1. Identify the mold type Two-plate mold: simple structure, single parting surface, suitable for products without complex demolding requirements (such as shells, covers). Three-plate mold: requires automatic demolding or multiple parting surfaces (such as point gate products), but the cost is relatively high. Hot runner mold: reduces waste during mass production, but the initial investment and maintenance costs are high. Multi-cavity mold: the flow channel and cooling system layout need to be balanced to ensure molding uniformity. 2. Product characteristics drive the design size and projection area: the mold frame size needs to cover the product projection area and reserve 20%~30% space (for exhaust, cooling and ejection system layout). Structural complexity: slider/elevator required → mold frame needs to reserve lateral movement space. Deep cavity/thin wall → mold frame needs to be strengthened to prevent deformation. Material characteristics: high shrinkage material (such as PP, PE) → mold frame needs higher rigidity to avoid dimensional deviation. High temperature material (such as PC, PEEK) → mold frame needs heat-resistant design (such as using P20 steel or higher grade materials). 3. Key Parameter Matching Parameter Selection Principles Mold frame size length × width ≥ product maximum projection area × 1.5 (multi-cavity molds need to be superimposed for calculation). Template thickness is calculated based on molding pressure (usually ≥ 2 times the product height) to ensure anti-deformation ability. Guide pin/guide sleeve high-precision molds use ball guide pins (accuracy ±0.01mm), and ordinary molds use sliding guide pins. Ejector system ejector stroke ≥ product height + safety margin (5~10mm). Products with complex cooling water channels require multi-circuit design, with a water channel diameter of 6~12mm and a spacing of ≤3 times the water channel diameter. 4. Cost and standardization balance Prioritize standard mold frames (such as LKM, HASCO): reduce costs and shorten delivery time (standard mold frame delivery time is usually 1~2 weeks). Custom mold frames: only used for special structures (such as special-shaped parting surfaces, oversized sizes), high cost and long delivery time (4~8 weeks).

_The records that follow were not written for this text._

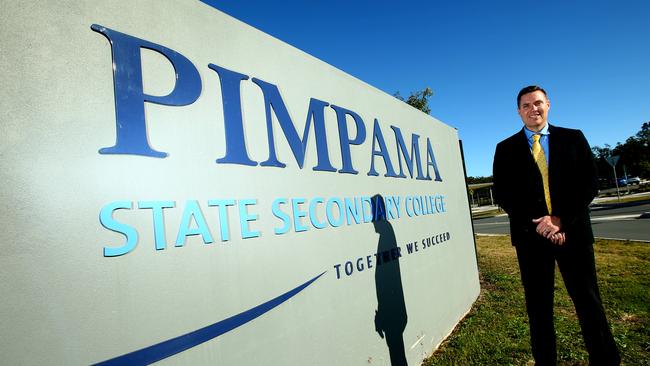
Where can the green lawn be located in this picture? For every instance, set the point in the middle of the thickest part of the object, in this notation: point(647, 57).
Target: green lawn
point(495, 332)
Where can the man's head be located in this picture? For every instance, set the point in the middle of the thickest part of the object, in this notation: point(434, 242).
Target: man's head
point(533, 106)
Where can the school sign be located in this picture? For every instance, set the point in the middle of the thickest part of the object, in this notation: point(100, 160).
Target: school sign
point(180, 187)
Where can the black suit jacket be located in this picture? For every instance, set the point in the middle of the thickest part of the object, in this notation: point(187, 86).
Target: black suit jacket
point(519, 191)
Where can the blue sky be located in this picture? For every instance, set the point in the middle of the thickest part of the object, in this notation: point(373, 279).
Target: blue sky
point(592, 57)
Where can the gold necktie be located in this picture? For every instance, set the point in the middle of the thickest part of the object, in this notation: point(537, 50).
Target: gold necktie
point(540, 159)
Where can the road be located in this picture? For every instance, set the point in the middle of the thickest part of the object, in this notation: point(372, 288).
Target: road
point(608, 221)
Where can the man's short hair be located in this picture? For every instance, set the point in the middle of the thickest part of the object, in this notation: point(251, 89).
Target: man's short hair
point(529, 89)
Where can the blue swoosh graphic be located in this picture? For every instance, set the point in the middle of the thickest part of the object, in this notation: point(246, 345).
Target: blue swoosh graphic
point(179, 344)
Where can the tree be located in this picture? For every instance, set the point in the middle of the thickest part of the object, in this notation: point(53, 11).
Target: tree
point(634, 155)
point(418, 100)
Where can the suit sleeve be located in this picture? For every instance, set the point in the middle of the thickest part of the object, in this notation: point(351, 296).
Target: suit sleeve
point(586, 188)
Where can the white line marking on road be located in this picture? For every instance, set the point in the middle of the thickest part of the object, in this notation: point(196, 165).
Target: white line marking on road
point(418, 341)
point(639, 240)
point(616, 218)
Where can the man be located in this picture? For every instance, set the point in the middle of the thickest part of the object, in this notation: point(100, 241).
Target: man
point(545, 179)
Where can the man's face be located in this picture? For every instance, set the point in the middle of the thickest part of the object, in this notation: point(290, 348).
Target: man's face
point(533, 110)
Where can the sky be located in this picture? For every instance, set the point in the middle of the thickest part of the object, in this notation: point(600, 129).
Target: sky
point(592, 57)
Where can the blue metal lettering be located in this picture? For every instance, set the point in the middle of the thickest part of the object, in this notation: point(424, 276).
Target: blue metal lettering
point(273, 102)
point(131, 127)
point(383, 152)
point(234, 127)
point(344, 139)
point(408, 159)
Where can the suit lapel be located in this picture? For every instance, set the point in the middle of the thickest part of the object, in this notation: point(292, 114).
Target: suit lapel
point(554, 150)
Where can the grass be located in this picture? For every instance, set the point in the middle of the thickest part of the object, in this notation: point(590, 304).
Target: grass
point(495, 332)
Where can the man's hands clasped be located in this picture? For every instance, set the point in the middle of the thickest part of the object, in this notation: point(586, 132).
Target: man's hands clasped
point(550, 227)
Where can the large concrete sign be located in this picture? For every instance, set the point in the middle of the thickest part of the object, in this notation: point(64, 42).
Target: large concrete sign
point(181, 188)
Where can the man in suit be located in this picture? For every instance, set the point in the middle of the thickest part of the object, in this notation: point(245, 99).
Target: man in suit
point(545, 179)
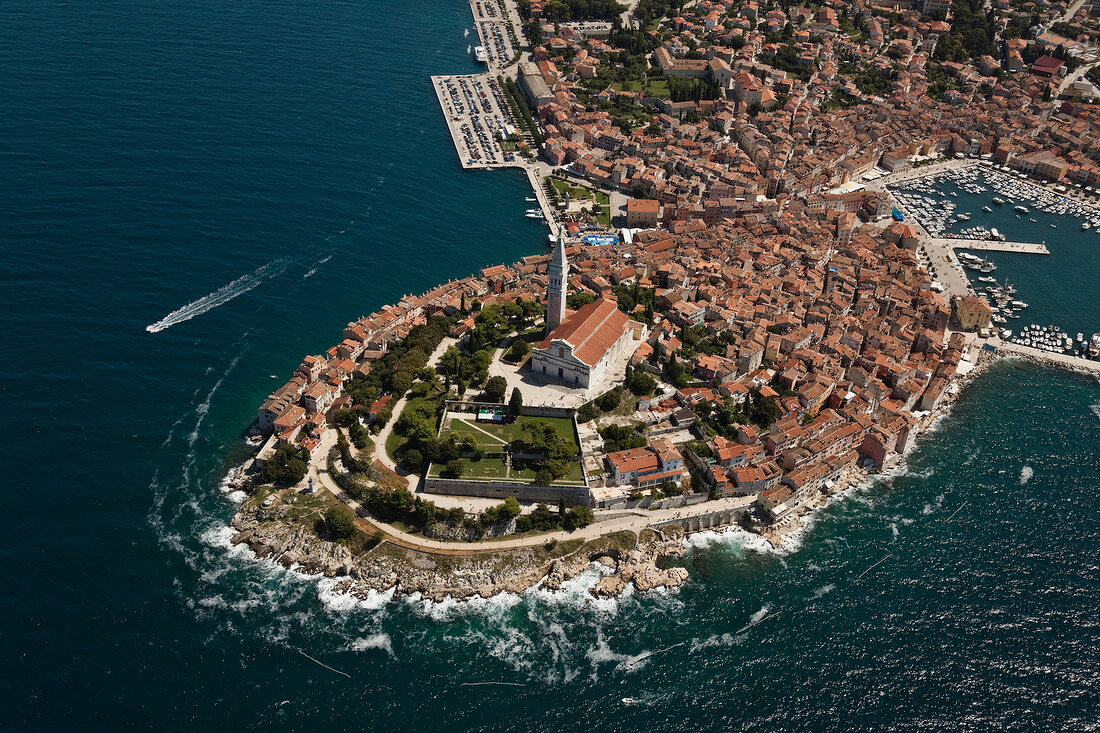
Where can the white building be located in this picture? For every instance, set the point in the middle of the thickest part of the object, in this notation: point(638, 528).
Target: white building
point(581, 345)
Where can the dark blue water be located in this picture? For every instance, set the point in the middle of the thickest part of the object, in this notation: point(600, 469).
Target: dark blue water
point(1059, 288)
point(154, 154)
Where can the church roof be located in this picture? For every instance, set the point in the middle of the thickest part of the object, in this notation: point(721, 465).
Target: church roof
point(591, 331)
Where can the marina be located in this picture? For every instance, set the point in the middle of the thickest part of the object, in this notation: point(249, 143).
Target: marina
point(1037, 304)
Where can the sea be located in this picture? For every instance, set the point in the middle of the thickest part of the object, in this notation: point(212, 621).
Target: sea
point(196, 195)
point(1059, 288)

"A"----Indicates the distance from the side of the insert to the side of the template.
"B"----indicates the distance from the bottom of the fixed mold insert to the bottom of the fixed mold plate. "C"----indicates the distance from the bottom of the movable mold insert to the bottom of the movable mold plate. "D"----indicates the distance from the product to the side of the insert. "E"----indicates the distance from the highest point of the product to the bottom of the insert. "H"----indicates the thickness of the movable mold support plate (when the mold frame is type A). "X"----indicates the product height.

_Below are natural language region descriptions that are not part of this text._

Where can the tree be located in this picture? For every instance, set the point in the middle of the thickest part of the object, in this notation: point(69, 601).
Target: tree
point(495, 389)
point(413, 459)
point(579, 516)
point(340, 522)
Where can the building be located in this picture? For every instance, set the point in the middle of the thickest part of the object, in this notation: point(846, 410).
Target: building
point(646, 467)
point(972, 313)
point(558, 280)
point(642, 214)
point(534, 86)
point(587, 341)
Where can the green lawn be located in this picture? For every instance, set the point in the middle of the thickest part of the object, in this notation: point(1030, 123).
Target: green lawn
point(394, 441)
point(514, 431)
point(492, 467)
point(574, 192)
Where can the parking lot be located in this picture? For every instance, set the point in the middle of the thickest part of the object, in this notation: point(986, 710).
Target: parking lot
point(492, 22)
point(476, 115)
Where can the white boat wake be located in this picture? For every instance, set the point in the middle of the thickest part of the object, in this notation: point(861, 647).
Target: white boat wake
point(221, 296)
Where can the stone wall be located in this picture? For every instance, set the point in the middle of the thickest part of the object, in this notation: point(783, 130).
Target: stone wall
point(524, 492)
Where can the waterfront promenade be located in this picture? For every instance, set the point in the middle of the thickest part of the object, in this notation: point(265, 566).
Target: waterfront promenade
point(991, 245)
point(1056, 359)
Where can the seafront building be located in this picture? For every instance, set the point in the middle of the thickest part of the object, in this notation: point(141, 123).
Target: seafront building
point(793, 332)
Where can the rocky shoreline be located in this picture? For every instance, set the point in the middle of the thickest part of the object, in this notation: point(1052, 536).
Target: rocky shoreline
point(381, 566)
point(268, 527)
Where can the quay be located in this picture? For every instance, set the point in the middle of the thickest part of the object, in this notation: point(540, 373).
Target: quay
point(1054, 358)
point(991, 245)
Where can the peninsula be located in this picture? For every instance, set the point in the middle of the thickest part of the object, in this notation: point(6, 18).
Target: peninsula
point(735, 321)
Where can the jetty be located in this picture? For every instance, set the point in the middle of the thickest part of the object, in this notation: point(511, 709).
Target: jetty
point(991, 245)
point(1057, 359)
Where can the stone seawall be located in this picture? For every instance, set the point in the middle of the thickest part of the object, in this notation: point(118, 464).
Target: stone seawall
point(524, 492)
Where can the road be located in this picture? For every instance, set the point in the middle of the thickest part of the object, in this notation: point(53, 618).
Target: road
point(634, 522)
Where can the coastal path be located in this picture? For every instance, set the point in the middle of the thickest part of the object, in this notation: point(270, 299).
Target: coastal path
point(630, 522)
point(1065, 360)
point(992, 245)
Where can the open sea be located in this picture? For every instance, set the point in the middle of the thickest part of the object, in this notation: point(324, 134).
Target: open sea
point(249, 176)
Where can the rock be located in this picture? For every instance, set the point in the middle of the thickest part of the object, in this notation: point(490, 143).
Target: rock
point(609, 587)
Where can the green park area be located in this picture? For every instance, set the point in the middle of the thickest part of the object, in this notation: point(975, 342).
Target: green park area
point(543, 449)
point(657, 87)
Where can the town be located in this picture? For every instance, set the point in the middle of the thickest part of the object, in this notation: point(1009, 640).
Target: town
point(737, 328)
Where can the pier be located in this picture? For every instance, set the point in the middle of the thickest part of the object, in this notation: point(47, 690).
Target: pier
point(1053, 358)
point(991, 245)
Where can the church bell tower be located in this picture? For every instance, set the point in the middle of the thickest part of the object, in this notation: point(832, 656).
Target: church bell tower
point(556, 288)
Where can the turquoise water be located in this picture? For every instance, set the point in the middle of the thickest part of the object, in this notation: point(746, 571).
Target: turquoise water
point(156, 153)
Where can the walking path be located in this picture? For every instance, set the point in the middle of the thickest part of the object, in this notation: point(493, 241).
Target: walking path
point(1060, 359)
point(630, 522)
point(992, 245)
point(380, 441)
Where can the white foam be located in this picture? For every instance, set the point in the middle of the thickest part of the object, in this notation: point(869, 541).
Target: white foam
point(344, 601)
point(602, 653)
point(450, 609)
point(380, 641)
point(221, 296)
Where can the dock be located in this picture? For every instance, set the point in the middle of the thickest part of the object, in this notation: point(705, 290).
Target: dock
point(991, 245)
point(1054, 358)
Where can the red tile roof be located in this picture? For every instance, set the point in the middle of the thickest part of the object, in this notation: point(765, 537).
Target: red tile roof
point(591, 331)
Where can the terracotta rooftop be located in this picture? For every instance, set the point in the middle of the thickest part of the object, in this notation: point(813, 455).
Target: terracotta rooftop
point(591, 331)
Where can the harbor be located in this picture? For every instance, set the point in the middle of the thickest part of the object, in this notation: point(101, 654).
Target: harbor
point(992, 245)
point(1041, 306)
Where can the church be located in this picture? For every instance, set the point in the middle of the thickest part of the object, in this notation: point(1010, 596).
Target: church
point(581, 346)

5. Supplier and material verification Material requirements: The mold plate is commonly made of S50C (low carbon steel) or P20 pre-hardened steel, and the hardness needs to be checked (HRC 28~32). Guide pins/guide sleeves use SUJ2 bearing steel, and the surface is high-frequency quenched. Supplier evaluation: Provide 3D mold frame drawings, material reports and processing accuracy certificates (such as flatness ≤0.02mm). Give priority to suppliers that support rapid modification and after-sales service. 6. Dynamic verification and correction Moldflow analysis: Verify filling, cooling and deformation (such as Moldflow analysis) and optimize mold frame design. Feedback from mold trials: adjust the ejection system, cooling water circuit or mold strength according to the mold trial results. Summary of key points: Mold type determines structure: select two-plate/three-plate/hot runner according to product demoulding requirements. Product-driven design: size, material and complexity are directly related to mold frame parameters. Standardization is preferred: more than 80% of cases can be solved with standard mold frames. Verification is essential: mold flow analysis and mold trials are the key to avoiding design defects. The actual selection needs to be combined with production volume, budget and cycle for comprehensive decision-making, and coordinated with the mold factory to optimize the design when necessary!